There is the bizarre Tantrik journey of Manisha Ma Bhairavi: “Before you drink from a skull, you must find the right corpse.” Dalrymple narrates the history of Tantrism, the enduring cult that began in early medieval India, an alchemy of yoga, magic, metaphysics and philosophy. The last chapter, “The Song of the Blind Minstrel”, is on Bengal’s Baul singers, another group of wanderers.

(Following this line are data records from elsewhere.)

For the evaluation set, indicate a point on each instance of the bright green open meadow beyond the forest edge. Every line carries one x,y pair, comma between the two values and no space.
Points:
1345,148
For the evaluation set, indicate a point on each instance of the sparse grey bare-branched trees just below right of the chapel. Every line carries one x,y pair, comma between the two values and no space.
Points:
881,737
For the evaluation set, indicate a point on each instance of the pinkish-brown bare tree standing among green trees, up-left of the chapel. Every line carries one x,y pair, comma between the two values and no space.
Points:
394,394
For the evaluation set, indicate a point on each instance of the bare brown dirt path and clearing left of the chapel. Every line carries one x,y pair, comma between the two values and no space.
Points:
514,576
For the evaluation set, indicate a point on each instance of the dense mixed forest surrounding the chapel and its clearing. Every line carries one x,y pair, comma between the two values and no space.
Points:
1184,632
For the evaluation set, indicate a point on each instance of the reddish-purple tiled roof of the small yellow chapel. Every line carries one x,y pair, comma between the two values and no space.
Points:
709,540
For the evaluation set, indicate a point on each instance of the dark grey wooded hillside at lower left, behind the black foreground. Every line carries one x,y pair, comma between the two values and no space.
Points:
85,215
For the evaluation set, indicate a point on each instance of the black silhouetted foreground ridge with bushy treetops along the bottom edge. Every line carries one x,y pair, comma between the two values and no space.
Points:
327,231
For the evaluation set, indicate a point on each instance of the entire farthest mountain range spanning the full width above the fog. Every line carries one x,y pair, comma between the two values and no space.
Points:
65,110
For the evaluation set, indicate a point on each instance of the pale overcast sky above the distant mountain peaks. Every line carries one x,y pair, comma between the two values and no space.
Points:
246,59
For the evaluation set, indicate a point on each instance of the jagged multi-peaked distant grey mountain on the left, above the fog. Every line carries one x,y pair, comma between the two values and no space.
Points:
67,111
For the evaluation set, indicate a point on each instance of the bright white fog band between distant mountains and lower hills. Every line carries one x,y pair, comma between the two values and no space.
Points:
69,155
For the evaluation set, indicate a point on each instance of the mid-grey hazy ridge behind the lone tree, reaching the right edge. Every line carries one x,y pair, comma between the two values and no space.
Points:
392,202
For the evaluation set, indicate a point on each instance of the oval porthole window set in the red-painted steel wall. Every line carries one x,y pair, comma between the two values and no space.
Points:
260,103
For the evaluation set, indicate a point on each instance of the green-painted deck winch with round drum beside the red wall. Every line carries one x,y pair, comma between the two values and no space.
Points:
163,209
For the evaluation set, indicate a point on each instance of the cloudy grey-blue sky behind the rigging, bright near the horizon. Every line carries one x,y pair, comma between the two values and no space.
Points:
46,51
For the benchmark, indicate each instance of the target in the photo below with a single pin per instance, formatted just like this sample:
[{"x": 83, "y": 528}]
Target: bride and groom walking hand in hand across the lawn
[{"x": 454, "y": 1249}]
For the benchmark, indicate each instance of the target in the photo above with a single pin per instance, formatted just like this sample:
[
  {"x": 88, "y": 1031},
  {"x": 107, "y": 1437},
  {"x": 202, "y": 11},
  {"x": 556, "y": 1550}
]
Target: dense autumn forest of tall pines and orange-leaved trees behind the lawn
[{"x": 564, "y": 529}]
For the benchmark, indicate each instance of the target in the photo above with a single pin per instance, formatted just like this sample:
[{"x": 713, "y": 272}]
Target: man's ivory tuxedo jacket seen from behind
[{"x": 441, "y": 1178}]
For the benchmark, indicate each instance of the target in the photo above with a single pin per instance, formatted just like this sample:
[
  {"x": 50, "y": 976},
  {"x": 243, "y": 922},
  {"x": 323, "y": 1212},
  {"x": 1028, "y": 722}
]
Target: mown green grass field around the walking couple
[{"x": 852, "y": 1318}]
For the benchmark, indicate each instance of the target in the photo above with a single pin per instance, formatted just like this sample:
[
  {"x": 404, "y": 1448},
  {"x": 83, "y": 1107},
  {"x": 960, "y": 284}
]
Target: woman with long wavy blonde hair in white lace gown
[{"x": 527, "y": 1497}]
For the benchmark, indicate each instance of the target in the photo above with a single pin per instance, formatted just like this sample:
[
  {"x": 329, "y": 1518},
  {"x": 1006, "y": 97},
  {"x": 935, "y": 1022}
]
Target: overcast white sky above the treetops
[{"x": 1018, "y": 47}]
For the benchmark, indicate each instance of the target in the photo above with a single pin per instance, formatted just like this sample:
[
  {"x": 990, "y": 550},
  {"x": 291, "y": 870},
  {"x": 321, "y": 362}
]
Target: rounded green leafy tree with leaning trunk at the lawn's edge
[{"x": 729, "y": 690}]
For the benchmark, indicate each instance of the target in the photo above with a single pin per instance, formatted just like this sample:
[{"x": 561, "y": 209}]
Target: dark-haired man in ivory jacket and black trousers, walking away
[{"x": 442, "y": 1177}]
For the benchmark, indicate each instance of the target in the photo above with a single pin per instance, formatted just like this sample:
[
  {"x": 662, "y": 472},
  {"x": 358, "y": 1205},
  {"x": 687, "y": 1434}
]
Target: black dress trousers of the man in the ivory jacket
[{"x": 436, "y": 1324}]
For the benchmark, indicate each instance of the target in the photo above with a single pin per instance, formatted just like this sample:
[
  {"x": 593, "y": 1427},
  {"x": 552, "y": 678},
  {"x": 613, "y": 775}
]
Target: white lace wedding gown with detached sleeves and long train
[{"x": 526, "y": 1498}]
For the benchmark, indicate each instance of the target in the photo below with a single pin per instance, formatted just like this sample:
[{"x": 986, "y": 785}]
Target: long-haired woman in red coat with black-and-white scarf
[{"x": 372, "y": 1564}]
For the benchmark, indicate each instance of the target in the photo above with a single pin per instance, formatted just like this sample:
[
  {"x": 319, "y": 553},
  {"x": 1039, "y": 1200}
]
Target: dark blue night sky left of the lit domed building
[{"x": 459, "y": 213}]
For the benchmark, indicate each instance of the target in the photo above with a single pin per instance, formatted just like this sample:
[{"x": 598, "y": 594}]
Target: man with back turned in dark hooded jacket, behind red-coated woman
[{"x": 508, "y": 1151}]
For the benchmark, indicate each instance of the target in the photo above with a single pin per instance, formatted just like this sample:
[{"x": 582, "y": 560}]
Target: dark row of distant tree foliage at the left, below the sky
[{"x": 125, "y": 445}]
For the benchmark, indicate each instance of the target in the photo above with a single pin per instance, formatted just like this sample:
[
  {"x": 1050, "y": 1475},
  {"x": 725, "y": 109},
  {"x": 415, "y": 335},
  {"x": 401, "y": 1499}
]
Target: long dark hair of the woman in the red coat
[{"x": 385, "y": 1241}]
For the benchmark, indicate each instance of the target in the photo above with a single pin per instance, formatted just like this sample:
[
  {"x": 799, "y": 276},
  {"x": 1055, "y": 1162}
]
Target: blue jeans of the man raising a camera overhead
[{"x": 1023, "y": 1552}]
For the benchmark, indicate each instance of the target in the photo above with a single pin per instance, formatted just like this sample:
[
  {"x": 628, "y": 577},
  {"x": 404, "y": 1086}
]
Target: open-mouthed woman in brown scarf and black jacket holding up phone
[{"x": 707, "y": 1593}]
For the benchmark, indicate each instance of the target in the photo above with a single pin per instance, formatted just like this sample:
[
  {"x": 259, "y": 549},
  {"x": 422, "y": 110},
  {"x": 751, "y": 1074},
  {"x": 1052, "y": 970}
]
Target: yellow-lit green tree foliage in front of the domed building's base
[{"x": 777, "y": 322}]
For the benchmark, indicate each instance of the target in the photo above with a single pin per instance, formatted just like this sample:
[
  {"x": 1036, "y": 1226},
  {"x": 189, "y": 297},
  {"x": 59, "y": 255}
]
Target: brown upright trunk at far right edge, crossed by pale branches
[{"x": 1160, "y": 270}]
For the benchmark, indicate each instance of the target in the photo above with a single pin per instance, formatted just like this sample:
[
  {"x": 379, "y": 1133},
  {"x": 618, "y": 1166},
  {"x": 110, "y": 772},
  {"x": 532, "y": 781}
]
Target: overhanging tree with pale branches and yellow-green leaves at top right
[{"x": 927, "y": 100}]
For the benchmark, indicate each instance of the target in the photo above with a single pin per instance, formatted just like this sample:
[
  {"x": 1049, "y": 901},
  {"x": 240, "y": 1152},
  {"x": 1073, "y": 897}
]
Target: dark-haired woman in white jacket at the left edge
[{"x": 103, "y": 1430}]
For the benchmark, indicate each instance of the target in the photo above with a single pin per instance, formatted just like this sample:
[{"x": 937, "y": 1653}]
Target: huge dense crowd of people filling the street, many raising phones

True, Indian spirituality is not confected, but it is connected to distress, which is a material condition. This is clear from the stories of these men and women, picked from the far corners of India and Pakistan. Each story is an intense revelation, a kind of spiritual romp. For Westerners, what sets India apart are the magical cults Dalrymple describes, which disappeared in Europe after the Middle Ages. Therefore, for them, this book is a magnet to a lost past. But is India’s spirituality unique, or are Indians getting on, much like others?
Jitendra Nath Misra is an Indian Foreign Service officer, most recently ambassador to Laos. The views expressed here are his own and do not reflect those of the government of India.